Festival teaches children about music comunication (video)
Did you know?
The drum circle is the oldest form of community building known to the world. More than 6,000 years ago, it is how Neolithic Age tribes communicated to each other.
The echoing sound of drums rumbled through Victoria Public Library on Saturday as part of the Victoria Bach Festival's closing events.
The culprit: about 20 pairs of little hands banging away on the drums, congas and other percussion instruments.
Inside the Bronte Room of the library, children of all ages - and a few adults - participated in Bach Festival's 2013 Big Bang drum circle.
The session was led by Ross Weckesser, director of percussion at West High School.
Weckesser said the drum circle is one of the oldest forms of communication.
"Drum circles are a very organic experience," he said. "It's very easy to connect with the music. Anybody can just follow along."
Grace Harrison was a natural. The 6-year-old took her turn playing several instruments, but her favorite was the snare drum.
When asked why she liked it, she said, "Boom. Boom.
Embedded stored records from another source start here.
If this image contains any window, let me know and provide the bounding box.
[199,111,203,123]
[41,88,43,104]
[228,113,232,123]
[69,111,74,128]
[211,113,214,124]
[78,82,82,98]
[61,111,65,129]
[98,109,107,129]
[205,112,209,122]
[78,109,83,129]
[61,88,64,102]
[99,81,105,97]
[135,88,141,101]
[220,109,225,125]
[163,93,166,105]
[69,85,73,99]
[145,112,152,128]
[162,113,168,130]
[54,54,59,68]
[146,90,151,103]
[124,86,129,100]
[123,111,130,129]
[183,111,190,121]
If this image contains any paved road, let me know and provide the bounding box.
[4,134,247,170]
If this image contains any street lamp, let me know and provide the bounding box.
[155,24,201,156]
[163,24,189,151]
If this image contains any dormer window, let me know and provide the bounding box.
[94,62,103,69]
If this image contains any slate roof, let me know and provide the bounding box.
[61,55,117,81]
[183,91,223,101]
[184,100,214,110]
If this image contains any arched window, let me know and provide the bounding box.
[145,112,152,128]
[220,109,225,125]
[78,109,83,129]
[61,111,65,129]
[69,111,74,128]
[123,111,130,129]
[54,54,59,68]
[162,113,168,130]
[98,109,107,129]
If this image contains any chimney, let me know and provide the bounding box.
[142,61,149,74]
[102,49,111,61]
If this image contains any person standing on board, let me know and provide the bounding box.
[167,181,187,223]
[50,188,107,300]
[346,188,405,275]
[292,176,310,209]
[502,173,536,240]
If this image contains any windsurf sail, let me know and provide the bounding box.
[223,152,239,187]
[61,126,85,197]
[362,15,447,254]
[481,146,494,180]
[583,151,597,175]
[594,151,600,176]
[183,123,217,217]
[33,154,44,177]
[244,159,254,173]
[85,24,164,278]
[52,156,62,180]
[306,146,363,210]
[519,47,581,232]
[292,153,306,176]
Boom."
The children participated in several lessons during the drum circle that taught them about patterns, counting and music.
Emily Harrison, Grace's mother, said the drum circle was a good developmental activity for children.
"Having them just feel and hear the instruments is educational," she said.
Weckesser said he wants the children to take away the lesson that even if you're not a musician, you can still appreciate music.
"If they walk away having enjoyed it," he said, "that's what it's all about.
"As long as they have fun and make music."